Comment on attachment 12663 [details] patch for 4.4 Doesn't look spoolss related to me :-).
Comment on attachment 12662 [details] patch for 4.5 Hmmm. On doing a git clean -d -f -x in 4.5.x and re-making I'm getting: In file included from ../source4/torture/ndr/spoolss.c:23:0: ../source4/torture/ndr/spoolss.c: In function ‘ndr_spoolss_suite’: ../source4/torture/ndr/ndr.h:57:26: error: ‘ndr_pull_winspool_AsyncSetPrinter’ undeclared (first use in this function) (ndr_pull_flags_fn_t)ndr_pull_ ## name, \ ^ ../source4/torture/ndr/spoolss.c:1890:2: note: in expansion of macro ‘torture_suite_add_ndr_pull_fn_test’ torture_suite_add_ndr_pull_fn_test(suite, winspool_AsyncSetPrinter, setprinter_level_3_xpsp3_req_data, NDR_IN, NULL); ^ ../source4/torture/ndr/ndr.h:57:26: note: each undeclared identifier is reported only once for each function it appears in (ndr_pull_flags_fn_t)ndr_pull_ ## name, \ ^ ../source4/torture/ndr/spoolss.c:1890:2: note: in expansion of macro ‘torture_suite_add_ndr_pull_fn_test’ torture_suite_add_ndr_pull_fn_test(suite, winspool_AsyncSetPrinter, setprinter_level_3_xpsp3_req_data, NDR_IN, NULL); ^ ../source4/torture/ndr/ndr.h:60:12: error: invalid application of ‘sizeof’ to incomplete type ‘struct winspool_AsyncSetPrinter’ sizeof(struct name), \ ^ ../source4/torture/ndr/spoolss.c:1890:2: note: in expansion of macro ‘torture_suite_add_ndr_pull_fn_test’ torture_suite_add_ndr_pull_fn_test(suite, winspool_AsyncSetPrinter, setprinter_level_3_xpsp3_req_data, NDR_IN, NULL); Is there a prerequisite patch missing here ?
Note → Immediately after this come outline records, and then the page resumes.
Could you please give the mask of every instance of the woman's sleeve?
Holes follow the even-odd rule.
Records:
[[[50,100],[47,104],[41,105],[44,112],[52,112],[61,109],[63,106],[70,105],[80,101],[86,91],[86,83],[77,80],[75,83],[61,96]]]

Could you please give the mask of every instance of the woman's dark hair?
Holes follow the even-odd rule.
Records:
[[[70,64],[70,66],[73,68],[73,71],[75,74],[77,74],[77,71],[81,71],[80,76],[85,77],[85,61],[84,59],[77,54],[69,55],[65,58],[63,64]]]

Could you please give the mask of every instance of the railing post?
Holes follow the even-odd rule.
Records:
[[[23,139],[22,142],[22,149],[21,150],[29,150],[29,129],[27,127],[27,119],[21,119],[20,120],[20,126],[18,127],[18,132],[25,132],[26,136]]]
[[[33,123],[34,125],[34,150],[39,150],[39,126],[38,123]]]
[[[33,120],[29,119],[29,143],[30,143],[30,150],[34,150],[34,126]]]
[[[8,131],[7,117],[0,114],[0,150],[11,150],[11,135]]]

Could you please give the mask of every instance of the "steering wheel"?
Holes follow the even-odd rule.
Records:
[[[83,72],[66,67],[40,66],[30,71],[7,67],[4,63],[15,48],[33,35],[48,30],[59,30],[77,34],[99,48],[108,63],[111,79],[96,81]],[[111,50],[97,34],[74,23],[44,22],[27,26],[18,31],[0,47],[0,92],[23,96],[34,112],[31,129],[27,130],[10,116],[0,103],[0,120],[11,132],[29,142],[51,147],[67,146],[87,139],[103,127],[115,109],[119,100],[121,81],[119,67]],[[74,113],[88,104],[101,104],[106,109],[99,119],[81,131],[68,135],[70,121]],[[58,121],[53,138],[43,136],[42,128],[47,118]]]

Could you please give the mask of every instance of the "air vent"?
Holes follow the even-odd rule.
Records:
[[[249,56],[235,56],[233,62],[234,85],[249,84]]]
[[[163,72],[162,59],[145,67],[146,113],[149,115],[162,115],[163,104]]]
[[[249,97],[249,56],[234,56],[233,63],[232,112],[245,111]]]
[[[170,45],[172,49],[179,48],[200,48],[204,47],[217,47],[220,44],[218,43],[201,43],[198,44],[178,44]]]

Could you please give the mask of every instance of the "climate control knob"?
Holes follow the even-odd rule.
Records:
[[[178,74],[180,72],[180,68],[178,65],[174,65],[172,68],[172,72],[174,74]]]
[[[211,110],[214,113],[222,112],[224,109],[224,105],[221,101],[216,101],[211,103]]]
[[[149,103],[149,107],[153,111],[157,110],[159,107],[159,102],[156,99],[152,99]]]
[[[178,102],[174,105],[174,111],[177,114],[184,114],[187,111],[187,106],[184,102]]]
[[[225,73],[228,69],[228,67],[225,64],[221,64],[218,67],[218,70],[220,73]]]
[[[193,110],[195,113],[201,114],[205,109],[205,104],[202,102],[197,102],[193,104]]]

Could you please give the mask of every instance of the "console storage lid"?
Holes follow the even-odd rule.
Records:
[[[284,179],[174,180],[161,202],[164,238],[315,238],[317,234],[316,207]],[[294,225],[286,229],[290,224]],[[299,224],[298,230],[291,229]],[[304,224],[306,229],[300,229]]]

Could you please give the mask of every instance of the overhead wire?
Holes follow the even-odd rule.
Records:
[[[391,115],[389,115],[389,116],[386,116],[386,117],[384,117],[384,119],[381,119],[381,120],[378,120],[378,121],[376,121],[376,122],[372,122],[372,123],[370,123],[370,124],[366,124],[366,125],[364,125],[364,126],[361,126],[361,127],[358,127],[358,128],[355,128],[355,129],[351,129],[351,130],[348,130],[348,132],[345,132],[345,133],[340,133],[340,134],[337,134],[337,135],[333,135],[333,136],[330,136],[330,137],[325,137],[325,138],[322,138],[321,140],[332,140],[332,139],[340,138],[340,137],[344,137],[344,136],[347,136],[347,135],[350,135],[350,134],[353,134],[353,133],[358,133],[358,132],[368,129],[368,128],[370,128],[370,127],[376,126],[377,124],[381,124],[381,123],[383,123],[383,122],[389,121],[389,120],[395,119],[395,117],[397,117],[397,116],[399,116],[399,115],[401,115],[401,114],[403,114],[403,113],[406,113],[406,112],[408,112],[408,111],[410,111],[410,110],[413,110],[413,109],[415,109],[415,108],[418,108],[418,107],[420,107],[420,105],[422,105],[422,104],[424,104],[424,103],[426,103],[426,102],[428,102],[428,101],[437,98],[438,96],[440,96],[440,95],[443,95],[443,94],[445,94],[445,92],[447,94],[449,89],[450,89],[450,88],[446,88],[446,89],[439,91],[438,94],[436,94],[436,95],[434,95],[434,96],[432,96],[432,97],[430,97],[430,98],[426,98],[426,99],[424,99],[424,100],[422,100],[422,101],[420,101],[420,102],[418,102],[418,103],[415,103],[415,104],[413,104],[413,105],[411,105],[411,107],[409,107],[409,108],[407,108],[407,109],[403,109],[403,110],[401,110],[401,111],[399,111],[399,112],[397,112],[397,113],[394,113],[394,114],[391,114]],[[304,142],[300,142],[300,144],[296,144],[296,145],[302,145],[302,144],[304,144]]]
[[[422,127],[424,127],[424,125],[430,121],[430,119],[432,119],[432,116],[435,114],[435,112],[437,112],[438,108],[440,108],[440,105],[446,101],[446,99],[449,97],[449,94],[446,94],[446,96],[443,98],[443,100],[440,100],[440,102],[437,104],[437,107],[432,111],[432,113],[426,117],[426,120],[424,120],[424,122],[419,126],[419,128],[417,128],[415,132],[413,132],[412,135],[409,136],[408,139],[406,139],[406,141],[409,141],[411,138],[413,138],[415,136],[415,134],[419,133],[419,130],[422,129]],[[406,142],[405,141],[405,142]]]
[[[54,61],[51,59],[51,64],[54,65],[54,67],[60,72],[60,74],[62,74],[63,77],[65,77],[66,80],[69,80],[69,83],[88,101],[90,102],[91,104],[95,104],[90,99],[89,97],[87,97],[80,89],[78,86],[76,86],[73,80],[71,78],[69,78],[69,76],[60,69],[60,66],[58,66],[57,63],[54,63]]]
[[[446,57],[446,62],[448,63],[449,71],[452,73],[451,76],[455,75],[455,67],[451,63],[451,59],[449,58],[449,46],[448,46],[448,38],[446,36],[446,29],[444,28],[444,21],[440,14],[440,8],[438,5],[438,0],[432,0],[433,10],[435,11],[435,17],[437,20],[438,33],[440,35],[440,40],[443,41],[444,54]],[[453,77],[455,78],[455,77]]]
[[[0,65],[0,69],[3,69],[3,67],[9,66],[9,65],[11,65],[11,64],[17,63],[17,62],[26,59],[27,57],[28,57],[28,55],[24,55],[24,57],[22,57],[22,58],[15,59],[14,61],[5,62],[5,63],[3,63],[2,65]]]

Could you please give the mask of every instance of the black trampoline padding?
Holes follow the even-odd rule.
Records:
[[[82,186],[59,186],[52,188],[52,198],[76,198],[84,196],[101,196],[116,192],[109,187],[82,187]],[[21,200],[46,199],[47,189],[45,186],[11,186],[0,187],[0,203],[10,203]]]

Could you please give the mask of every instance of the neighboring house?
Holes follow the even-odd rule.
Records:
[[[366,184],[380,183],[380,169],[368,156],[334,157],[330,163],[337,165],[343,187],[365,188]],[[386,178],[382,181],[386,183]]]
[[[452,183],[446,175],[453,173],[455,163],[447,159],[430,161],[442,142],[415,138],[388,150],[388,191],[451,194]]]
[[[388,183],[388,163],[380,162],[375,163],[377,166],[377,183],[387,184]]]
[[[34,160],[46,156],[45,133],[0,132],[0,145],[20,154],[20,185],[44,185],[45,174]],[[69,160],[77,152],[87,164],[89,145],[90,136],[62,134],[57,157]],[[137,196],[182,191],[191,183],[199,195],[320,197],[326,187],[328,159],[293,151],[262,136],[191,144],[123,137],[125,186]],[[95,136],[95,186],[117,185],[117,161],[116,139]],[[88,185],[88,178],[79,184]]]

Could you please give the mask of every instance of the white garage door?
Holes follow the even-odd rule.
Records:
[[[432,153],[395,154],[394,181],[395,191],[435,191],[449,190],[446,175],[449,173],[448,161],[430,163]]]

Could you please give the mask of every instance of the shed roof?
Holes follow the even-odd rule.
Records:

Created attachment 12671 [details] patch for 4.5 v2
Created attachment 12672 [details] patch for 4.4 v2 Sorry, should be fixed now.
Re-assigning to Karolin for inclusion in 4.5.next, 4.4.next.
(In reply to Jeremy Allison from comment #13) Pushed to autobuild-v4-{4,5}-test.
(In reply to Karolin Seeger from comment #14) Pushed to both branches. Closing out bug report. Thanks!